After we placed our order for the chips and rice, I saw them out of the corner of my eye; the pastoral staff of EV Free including the pastor that had officiated Pete’s funeral. As I stood before them and expressed my deepest sympathies for their recent losses, one of them said, “And over the weekend two babies were born. That’s the beauty of life.” That statement touched me to my core. In the same moment that others were taking their last breath, new life was being breathed into existence. This is the beauty of the God we serve; the God of creation.
Today is December 1st. December has always been a big month for us. In THIS same month Pete was diagnosed with cancer, began chemo, and our two most precious blessings were given life. It is also the month in which we celebrate the birth of our Savior, Jesus Christ.

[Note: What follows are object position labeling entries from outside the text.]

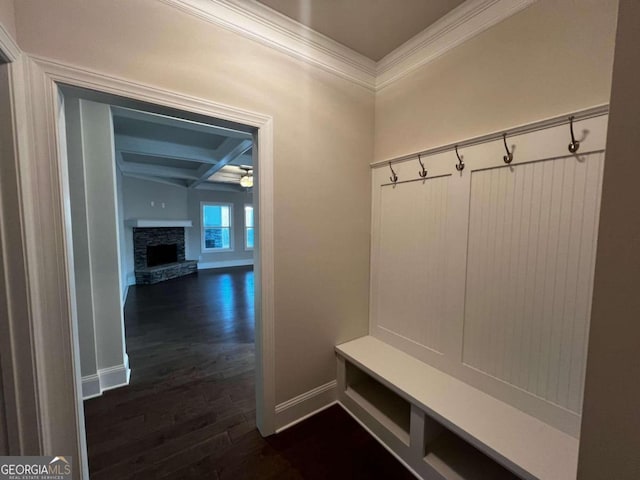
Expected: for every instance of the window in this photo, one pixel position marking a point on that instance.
(248, 227)
(216, 226)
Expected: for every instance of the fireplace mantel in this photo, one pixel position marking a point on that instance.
(142, 223)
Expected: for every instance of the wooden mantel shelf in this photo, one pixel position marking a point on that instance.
(142, 223)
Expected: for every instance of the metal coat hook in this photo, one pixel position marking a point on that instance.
(574, 145)
(422, 173)
(393, 177)
(508, 158)
(460, 164)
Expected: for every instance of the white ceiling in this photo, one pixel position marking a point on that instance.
(180, 152)
(373, 28)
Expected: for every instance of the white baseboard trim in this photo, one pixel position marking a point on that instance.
(396, 456)
(305, 405)
(225, 264)
(125, 292)
(106, 379)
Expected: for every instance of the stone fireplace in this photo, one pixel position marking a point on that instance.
(159, 254)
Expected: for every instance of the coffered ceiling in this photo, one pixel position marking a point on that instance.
(372, 28)
(178, 152)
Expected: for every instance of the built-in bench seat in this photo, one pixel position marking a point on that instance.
(442, 427)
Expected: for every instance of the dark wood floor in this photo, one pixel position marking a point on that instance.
(189, 411)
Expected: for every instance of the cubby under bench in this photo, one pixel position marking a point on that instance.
(443, 428)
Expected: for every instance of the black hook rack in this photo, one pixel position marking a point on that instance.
(393, 177)
(460, 164)
(423, 172)
(508, 158)
(574, 145)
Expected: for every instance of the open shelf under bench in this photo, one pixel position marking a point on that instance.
(443, 427)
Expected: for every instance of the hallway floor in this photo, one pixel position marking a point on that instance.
(189, 410)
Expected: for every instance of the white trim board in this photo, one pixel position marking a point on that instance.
(9, 49)
(258, 22)
(106, 379)
(268, 27)
(305, 405)
(461, 24)
(42, 168)
(225, 263)
(379, 440)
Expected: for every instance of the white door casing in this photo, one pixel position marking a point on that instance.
(45, 196)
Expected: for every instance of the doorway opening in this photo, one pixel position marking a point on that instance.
(162, 285)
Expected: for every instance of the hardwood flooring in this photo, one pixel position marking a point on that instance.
(189, 411)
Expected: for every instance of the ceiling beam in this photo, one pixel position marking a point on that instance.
(160, 148)
(221, 187)
(228, 153)
(166, 181)
(160, 119)
(157, 171)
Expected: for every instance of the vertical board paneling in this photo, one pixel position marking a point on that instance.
(530, 262)
(412, 239)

The pain of this month, this holiday season, has the ability to shroud us in sadness as we remember the memories associated with the deterioration and loss of our beloved Pete. However, I am challenging myself to seek out the BEAUTY that is all around me. After all, what we focus on-we get more of. This year, I want less sadness and more HOPE. I can rejoice knowing that this season is a season of renewed hope, new memories, and new life. After all, Pete is also experiencing new life in his Heavenly home because he is no longer suffering like he was at this time last year. He has been made NEW. His new life is all because of the new LIFE that was given to us when Jesus Christ was born in a manger, bringing with him the GIFT of salvation, and the HOPE of eternal life.
We are all hurting in different ways but Jesus came to give us NEW life.
Which gifts have you been given this season?
What will you do to focus on those gifts?